Romaine Lacaux, 1864
|Artist||Renoir, Pierre-Auguste||Romaine Lacaux was born in Paris in May 1855; her father was a manufacturer of terracotta goods with premises at 27 rue de la Roquette; it was perhaps through the contact he made as a porcelain painter that Renoir obtained this commission. Reportedly the portrait was commissioned while Renoir was visiting Barbizon, where the Lacaux family was in vacation.
The painting is a synthesis of varied artistic traditions. The girl’s pose and setting, and her crisply defined form, bear the imprint of the Ingres tradition of formal portraiture but the blonde tonality, dominated by greys with soft accents of blues and reds, reveals Renoir’s allegiance to the light-toned painting widespread in Paris by the 1860s, of which Corot was the most celebrated mentor.

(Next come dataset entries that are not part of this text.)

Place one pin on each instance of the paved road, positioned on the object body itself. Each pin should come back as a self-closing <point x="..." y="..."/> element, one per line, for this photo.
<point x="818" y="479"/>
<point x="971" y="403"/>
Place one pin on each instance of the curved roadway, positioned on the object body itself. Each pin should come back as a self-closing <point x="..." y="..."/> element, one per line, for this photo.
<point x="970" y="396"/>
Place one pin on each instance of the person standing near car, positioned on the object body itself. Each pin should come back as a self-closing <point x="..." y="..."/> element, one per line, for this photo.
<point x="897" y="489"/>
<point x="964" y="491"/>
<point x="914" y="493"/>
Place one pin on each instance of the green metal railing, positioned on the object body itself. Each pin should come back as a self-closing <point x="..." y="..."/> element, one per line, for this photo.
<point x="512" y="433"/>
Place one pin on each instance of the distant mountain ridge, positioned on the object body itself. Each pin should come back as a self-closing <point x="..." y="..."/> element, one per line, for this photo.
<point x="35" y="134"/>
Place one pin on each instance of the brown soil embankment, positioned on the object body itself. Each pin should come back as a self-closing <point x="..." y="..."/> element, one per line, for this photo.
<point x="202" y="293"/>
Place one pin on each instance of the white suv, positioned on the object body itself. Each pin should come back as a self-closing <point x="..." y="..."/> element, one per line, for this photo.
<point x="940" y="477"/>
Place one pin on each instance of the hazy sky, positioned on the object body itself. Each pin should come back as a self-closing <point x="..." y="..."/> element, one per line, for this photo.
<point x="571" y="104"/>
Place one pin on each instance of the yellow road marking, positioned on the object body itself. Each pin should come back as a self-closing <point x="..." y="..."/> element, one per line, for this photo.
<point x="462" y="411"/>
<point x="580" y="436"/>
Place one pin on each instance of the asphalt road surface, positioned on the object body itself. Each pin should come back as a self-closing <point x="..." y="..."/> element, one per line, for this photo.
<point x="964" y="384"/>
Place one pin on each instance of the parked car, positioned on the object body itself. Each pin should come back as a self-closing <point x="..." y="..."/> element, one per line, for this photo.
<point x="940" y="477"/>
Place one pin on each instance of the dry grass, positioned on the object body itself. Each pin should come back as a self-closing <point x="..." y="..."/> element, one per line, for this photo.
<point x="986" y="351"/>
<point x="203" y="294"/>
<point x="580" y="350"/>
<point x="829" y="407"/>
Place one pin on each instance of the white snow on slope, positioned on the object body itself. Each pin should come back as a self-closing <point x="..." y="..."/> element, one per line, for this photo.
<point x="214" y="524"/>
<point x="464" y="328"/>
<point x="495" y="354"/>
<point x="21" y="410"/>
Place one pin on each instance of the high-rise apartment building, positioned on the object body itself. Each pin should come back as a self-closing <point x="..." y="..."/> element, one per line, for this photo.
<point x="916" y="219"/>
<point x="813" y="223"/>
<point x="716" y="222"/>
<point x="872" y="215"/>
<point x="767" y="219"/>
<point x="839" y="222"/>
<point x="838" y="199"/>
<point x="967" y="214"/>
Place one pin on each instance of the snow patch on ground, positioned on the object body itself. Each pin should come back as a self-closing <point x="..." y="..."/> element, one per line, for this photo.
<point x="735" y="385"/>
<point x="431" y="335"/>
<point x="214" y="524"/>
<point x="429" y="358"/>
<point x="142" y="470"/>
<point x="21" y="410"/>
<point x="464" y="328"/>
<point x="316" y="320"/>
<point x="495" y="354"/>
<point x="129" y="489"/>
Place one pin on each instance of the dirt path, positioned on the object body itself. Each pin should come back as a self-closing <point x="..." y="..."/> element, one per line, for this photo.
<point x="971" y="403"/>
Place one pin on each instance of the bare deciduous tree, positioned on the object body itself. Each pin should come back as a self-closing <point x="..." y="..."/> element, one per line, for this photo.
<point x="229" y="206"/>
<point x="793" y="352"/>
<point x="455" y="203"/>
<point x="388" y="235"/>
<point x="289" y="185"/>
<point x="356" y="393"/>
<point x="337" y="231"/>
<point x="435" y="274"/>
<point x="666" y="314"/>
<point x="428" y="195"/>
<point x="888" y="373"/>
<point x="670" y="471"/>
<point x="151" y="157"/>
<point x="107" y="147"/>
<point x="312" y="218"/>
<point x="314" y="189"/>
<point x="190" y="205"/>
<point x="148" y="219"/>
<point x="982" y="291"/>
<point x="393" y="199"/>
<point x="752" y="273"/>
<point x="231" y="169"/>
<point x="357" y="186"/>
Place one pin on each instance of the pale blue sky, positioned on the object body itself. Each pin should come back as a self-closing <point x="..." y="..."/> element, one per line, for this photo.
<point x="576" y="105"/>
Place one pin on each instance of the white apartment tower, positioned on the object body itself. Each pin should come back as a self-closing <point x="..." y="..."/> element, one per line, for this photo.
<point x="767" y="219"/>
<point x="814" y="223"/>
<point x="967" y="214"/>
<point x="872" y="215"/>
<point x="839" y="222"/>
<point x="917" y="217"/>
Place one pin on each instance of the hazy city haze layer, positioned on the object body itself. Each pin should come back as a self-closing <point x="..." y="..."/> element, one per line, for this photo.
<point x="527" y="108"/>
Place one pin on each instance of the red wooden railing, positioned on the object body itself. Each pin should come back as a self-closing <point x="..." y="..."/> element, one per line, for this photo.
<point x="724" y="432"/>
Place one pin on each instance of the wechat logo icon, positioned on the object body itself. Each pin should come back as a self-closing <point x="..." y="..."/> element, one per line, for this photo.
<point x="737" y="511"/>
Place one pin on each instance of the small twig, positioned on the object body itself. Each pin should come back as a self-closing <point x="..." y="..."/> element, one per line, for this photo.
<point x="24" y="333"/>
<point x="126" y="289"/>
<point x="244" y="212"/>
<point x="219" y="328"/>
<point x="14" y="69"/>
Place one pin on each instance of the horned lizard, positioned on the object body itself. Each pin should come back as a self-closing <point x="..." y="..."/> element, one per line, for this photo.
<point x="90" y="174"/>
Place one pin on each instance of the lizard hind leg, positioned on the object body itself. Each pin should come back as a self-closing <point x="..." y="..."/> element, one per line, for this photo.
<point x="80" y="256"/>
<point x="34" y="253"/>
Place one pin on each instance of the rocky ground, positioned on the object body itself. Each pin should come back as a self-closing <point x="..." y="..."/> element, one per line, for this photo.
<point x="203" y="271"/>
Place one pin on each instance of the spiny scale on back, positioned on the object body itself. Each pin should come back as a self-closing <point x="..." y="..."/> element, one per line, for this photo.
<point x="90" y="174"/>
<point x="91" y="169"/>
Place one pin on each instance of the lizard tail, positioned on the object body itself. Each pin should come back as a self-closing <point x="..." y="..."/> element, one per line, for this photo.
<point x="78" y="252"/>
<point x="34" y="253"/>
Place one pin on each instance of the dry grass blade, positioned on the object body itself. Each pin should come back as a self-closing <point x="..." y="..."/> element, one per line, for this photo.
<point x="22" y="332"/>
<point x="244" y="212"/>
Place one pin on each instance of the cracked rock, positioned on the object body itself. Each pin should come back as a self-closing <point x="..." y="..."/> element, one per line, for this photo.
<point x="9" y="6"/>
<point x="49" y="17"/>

The brushwork -soft wet visible, and quite broad in places -suggests that Renoir was also looking at the masters of freely handled oil painting; the example of Velasquez seems particularly relevant here, notably his child portrait, The Infanta Margarita, in the Louvre. Renoir succeeded in fusing these diverse traditions very convincingly; within the conventions of formal portraiture , Romaine Lacaux is viewed with close observation and presented ad an alert vivacious young girl. The painting passed from the family of the sitter into the collection of Edmond Decap, with whose family it remained until after Renoir’s death.